Arqueólogo da Brin na Indonésia, Lutfi Yondri também tem suas dúvidas. A partir de suas pesquisas, ele concluiu que as pessoas da região viveram em cavernas entre 12 mil e 6 mil anos atrás – muito tempo depois da suposta construção da pirâmide. Além disso, não foram encontradas evidências de trabalho sofisticado em pedra durante as escavações.
Vestígios de uma antiga civilização avançada?
A audaciosa teoria de uma antiga civilização avançada também foi abordada no documentário da Netflix "Ancient Apocalypse" (2022). Nele, o britânico Graham Hancock defende a ideia de que uma civilização global avançada foi dizimada há 12 mil anos, no final da última Era do Gelo.
Segundo Hancock, há vestígios em todo o mundo que comprovam a existência de uma civilização avançada desse tipo – tese que parece ter ajudado a equipe de arqueólogos da Indonésia, já que eles agradecem explicitamente ao britânico por revisar o estudo deles.
Faltam evidências de assentamento
De acordo com Bill Farley, arqueólogo da Southern Connecticut State University em New Haven, o estudo não fornece evidências da existência de uma alta cultura durante a última Era do Gelo. Embora as amostras de solo tenham sido datadas com precisão, não há vestígios de atividades humanas, como carvão ou fragmentos de ossos, observa Farley à Nature.
Para ele, as pessoas deveriam honrar Gunung Padang pelo que é – "um local surpreendente, importante e legal" – e nada mais.
Estudo será reavaliado
Para esclarecer a polêmica, a revista Archaeological Prospection e sua editora, Wiley, iniciaram uma investigação do artigo. E isso pode levar tempo.
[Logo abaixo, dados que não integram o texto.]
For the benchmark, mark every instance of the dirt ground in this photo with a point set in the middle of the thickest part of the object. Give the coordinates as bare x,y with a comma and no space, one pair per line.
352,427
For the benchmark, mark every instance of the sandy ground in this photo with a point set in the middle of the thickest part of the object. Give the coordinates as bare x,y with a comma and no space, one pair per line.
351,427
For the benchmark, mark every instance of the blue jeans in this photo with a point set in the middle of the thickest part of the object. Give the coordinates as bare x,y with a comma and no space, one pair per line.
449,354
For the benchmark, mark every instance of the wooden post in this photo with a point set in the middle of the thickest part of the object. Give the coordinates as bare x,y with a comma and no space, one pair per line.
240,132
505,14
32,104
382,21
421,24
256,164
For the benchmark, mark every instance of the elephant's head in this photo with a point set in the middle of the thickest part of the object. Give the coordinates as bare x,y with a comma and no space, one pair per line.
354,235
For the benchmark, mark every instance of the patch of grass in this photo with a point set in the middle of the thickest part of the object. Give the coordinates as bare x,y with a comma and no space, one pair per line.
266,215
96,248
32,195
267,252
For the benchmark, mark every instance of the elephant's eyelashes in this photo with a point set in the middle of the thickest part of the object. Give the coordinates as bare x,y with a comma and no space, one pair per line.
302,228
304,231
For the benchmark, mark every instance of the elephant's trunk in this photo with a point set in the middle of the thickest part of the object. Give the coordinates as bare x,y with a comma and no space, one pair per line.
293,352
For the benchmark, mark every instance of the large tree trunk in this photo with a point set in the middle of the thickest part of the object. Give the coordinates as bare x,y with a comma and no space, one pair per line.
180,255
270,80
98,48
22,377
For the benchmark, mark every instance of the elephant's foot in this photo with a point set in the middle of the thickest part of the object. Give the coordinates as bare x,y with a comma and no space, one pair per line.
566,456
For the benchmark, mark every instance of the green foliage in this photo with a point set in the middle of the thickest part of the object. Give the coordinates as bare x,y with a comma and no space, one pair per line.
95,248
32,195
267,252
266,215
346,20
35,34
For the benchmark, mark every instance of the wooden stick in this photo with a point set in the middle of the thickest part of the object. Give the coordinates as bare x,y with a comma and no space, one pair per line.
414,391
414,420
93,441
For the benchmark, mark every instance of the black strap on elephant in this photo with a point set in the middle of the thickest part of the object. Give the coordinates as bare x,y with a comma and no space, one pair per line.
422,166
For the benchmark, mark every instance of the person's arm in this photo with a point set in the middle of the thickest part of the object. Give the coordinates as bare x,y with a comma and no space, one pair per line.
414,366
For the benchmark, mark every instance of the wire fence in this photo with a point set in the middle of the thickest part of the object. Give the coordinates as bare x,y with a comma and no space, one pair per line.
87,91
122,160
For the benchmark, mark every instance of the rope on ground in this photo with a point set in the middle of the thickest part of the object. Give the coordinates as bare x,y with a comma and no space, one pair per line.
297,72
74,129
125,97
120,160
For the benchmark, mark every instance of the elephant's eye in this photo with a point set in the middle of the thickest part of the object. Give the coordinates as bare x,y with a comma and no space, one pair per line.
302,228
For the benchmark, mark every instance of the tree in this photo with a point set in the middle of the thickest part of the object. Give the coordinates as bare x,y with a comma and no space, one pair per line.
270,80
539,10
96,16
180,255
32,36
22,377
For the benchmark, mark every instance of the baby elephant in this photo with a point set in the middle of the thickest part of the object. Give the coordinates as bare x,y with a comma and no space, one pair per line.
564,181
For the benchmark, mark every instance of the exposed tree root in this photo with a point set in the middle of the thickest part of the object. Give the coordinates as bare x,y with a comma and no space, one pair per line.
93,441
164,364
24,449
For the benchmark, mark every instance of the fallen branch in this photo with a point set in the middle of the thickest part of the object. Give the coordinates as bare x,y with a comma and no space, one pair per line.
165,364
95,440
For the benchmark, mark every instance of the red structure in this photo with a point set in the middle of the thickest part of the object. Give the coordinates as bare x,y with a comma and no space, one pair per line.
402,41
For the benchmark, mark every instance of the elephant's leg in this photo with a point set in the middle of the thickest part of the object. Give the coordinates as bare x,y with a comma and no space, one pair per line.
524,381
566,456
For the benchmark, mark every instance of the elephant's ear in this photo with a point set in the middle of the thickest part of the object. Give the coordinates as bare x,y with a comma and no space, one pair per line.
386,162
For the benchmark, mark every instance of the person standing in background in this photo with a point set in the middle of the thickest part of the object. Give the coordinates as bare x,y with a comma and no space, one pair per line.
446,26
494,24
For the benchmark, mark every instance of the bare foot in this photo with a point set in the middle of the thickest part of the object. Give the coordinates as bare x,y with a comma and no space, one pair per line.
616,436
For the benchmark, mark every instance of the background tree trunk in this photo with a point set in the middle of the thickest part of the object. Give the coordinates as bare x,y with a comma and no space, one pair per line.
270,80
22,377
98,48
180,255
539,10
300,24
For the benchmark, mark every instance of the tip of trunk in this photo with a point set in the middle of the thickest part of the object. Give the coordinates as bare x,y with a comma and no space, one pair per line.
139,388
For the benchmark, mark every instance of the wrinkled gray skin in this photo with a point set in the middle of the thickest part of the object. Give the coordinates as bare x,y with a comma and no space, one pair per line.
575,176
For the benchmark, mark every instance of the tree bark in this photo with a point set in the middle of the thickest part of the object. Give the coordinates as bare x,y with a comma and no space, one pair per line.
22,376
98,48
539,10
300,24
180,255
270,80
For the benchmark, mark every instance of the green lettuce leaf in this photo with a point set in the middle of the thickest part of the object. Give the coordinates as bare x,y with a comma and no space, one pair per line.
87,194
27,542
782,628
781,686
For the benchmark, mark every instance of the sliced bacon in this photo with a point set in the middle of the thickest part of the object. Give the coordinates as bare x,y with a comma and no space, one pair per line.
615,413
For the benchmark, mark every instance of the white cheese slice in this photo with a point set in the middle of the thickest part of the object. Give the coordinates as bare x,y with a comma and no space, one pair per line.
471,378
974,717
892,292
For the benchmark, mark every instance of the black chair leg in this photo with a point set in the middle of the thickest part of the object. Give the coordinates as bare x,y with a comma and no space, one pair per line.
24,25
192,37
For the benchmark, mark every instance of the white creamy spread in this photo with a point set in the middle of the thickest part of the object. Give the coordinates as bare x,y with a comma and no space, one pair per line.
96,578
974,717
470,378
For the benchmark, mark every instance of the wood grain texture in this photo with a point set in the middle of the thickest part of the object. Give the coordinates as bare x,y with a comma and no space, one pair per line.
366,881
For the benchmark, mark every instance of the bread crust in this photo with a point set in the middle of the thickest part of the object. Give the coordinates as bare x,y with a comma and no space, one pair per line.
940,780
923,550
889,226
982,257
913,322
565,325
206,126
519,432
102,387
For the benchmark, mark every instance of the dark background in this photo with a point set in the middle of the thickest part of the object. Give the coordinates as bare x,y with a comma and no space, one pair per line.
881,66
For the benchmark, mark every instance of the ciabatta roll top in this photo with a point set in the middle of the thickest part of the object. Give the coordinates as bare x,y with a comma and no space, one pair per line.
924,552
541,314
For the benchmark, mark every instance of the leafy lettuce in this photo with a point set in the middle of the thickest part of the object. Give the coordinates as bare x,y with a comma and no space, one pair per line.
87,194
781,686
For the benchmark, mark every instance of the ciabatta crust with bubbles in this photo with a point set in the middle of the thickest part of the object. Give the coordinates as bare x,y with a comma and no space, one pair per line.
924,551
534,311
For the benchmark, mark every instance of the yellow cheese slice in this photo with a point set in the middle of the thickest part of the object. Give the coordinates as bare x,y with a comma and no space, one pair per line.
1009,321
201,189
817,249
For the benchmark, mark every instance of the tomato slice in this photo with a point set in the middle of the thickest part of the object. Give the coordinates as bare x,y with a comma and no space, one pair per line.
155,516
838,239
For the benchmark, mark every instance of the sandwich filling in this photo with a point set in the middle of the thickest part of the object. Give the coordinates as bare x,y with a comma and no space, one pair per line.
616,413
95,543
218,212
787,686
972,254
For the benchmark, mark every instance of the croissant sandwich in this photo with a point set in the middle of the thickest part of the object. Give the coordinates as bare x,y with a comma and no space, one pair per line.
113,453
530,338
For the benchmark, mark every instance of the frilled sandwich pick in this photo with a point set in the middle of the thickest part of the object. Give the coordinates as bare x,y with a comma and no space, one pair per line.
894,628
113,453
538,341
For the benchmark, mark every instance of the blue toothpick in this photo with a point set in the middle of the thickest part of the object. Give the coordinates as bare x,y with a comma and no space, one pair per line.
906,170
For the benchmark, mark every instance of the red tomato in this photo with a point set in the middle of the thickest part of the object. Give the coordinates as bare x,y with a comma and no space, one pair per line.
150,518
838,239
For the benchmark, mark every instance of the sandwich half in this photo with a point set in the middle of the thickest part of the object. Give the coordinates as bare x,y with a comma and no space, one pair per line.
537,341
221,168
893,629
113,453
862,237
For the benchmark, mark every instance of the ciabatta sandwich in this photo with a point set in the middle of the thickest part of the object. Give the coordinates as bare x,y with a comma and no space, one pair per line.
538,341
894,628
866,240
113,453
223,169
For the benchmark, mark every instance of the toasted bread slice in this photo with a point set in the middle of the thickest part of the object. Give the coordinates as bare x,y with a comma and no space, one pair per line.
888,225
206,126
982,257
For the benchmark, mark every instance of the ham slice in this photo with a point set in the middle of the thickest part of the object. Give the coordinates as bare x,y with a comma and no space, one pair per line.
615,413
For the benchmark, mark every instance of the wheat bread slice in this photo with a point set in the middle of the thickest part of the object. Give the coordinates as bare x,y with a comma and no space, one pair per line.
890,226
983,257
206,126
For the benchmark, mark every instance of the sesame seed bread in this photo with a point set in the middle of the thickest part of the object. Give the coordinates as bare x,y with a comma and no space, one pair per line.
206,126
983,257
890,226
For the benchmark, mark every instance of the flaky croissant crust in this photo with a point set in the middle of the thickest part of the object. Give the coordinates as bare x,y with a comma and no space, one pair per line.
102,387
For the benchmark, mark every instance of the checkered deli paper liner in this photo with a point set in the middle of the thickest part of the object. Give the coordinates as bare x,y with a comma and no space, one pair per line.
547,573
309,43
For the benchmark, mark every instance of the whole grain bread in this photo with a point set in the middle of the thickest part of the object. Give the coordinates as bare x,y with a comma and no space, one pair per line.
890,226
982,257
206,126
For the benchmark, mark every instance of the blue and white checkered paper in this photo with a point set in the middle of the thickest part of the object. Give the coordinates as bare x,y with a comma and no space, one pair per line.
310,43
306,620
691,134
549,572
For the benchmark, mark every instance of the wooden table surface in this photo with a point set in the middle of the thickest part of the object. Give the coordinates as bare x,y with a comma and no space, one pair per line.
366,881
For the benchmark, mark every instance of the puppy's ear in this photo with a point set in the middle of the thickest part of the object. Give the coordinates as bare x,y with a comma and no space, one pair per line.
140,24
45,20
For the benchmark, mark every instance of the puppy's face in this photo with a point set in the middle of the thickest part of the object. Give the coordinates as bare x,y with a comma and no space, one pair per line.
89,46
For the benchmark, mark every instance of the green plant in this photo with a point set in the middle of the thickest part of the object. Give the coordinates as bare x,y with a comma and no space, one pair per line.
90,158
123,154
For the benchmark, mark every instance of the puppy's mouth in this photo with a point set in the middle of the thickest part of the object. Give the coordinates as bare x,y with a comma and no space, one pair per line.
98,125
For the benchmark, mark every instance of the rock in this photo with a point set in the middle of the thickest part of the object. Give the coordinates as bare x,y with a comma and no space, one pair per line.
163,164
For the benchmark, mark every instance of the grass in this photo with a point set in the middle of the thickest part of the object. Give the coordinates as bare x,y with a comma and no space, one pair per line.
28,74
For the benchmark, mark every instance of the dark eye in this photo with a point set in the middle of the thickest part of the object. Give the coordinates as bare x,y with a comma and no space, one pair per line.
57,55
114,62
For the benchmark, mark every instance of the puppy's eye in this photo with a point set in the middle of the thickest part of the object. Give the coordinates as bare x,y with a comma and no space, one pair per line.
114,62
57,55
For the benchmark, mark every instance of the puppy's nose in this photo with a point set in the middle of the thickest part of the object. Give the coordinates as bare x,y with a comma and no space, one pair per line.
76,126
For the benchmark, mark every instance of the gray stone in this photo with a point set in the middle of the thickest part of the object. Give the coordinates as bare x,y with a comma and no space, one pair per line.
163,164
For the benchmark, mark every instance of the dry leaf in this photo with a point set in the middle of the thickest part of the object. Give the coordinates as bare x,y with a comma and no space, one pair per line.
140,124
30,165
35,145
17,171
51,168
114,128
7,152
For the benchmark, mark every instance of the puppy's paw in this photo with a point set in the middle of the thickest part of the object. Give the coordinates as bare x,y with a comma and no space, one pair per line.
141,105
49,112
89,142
Natawidjaja espera que a controvérsia não tenha provocado hostilidades dentro da arqueologia. "Estamos realmente abertos a todos os pesquisadores do mundo que queiram vir à Indonésia e conduzir um programa de pesquisa sobre Gunung Padang", diz. "Sabemos muito pouco sobre nossa história humana."
Pelo menos nisso, muitos na arqueologia concordariam com ele.